The group also owns Heifer Source, a 20,000-head heifer raising facility in Kansas, and Calf Source, a 10,000-head calf facility. Hudson Dairy houses 3,000 milking cows with a rolling herd average of 24,000 pounds of milk.

The newly completed facility features a manure processing center that extracts nutrients and solids to be used as fertilizer, with the end product being clean, potable water. Cow care is a top priority as well. All Milk Source dairies are part of the National Dairy Farmers Assuring Responsible Management (FARM) program which emphasizes the utmost care for all animals on the farm.


Milk Source was recently recognized as the 2014 Innovative Dairy Farmers of the Year by the International Dairy Foods Association and Dairy Today, among their numerous environmental and genetic accolades.

10 a.m. Arena Building - Seminar
“Making Quality Baleage with Annual Forages”
Mike McCormick
Louisiana State University Agricultural Center, Franklinton, Louisiana

Annual forages such as ryegrass and sorghum sudan are often used in double cropping systems, on rental land or on land unsuitable for growing alfalfa or other forage crops. Putting them up as baleage instead of hay offers many advantages, including lower field losses and higher quality forage. McCormick offers advice on how to make high-quality forage using stretch-wrapped plastic.

11 a.m. Mendota 2 - Seminar
“Impact of Feeding Calves Three Times a Day versus Twice a Day”
Dr. Donald C. Sockett
Epidemiologist/Microbiologist, Wisconsin Veterinary Diagnostic Laboratory
Sponsored by: Land O’Lakes Animal Milk Products Co.

Nutrition plays a critical role in the health and viability of calves. Research shows that calves may need more than the traditional two feedings per day to meet nutritional requirements. Sockett will review both the short- and long-term impacts of a recent field trial where calves were fed milk either twice or three times per day.

Data will be presented on calf growth, starter intake, health and how feeding frequency affects the probability that calves will enter the milking herd. Sockett is recognized internationally for his work on infectious diseases of livestock, particularly dairy cattle.

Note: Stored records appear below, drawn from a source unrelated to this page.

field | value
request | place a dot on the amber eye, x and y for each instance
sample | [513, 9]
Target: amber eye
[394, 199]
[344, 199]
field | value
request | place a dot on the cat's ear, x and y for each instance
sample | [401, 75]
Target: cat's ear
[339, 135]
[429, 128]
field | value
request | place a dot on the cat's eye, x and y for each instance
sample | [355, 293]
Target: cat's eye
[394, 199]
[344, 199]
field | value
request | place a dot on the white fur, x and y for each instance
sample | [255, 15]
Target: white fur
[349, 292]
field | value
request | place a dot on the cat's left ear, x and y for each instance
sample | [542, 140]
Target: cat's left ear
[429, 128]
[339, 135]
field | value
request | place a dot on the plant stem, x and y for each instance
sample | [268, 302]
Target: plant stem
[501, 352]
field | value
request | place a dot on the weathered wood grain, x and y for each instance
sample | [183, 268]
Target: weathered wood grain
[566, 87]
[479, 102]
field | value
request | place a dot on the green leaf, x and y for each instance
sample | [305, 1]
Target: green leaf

At the Wisconsin Veterinary Diagnostic Laboratory (WVDL), he is responsible for diagnostic cases that are submitted to the laboratory by practicing veterinarians and livestock producers. He also does outreach education for the WVDL.

Rokey family

12 p.m. Mendota 1 - Virtual Tour
Hosted by: Rokeyroad Holsteins, Sabetha, Kansas
114 Milking/Genetic Advancement
Sponsored by: Kansas Department of Agriculture

Dwight and Anita Rokey will tell you they are living their dream every day on their dairy. Established in 1999, Rokeyroad Holsteins is home to 114 registered Holsteins with plans to expand. Originally growing up on crop and hog farms, the Rokeys have bought into several well-known cow families including Raven, Dellia, Caramac, Bellwood Linda, Roxy, Elegance and more.

As a result of their breeding program, they bred last year’s All-American Red & White milking yearling and have placed several bulls in stud, including Rokeyroad Rokstar-Red-PP, a homozygous polled bull. They have sold animals across the U.S. and Canada, and have earned several premier breeder and exhibitor banners at local and national shows.

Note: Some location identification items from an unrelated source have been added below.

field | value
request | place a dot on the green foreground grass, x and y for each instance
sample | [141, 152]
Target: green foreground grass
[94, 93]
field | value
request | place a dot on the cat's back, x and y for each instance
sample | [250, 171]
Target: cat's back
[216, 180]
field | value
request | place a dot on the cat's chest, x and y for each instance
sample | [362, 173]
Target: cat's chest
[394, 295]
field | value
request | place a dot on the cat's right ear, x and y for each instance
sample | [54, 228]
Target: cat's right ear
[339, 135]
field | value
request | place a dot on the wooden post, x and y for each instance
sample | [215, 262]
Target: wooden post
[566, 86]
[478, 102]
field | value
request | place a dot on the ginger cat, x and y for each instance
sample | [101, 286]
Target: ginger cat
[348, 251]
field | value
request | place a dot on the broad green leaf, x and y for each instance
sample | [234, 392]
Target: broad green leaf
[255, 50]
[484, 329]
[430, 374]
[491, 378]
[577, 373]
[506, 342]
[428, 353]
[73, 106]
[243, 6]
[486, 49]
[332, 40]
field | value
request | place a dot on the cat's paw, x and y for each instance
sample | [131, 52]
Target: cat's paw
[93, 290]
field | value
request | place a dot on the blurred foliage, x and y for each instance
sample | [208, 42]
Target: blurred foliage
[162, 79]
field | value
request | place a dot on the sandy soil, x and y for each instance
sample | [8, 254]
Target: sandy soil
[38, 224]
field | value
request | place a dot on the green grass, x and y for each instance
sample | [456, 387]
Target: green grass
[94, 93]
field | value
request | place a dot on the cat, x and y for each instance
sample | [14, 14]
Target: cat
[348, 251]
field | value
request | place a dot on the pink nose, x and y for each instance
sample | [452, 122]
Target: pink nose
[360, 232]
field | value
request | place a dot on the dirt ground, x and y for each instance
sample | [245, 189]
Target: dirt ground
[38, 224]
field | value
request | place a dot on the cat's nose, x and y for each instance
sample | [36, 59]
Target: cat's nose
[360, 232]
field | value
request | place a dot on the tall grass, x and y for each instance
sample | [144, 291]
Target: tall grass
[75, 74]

Rokeyroad has a rolling herd average of 28,200 pounds of milk with 4 percent fat and 3.2 percent protein. Currently, the herd is housed in the only tiestall barn in Kansas. This facility is equipped with an evaporative cooling system and tunnel ventilation, which can cool the barn by more than 20 degrees.

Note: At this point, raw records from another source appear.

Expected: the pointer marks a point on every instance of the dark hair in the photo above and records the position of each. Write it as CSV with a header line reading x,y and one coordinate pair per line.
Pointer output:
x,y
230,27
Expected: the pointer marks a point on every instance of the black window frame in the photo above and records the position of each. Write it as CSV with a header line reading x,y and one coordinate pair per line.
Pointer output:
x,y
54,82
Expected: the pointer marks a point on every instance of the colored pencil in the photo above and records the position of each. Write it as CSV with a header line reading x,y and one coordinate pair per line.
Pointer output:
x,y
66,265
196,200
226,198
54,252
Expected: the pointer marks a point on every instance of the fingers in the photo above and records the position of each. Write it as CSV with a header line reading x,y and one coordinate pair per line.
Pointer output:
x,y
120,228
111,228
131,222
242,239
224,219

The Rokeys will be constructing Kansas’ first bedded-pack barn with sawdust sourced from a local cabinet facility. In only 15 years, Rokeyroad Holsteins has earned several breeding and production awards. Dwight has served as the Kansas Holstein Association president and a delegate to the National Holstein Convention for the past two years.

1 p.m. Mendota 2 - Seminar
“Why We Are Genomic Testing”
Dr. Bennet Cassell
Moderator, Virginia Tech
Matthew Nuckols
Eastview Farm
Greg Andersen
Seagull Bay Dairy
Robert Bignami
Brentwood Farms
Sponsored by: Council on Dairy Cattle Breeding

Genomics has been part of the dairy genetics scene for nearly five years. However, producers utilize this technology and the data yielded from it very differently. This panel discussion, moderated by Cassell, will look at how dairies are taking advantage of genomic information on their operations.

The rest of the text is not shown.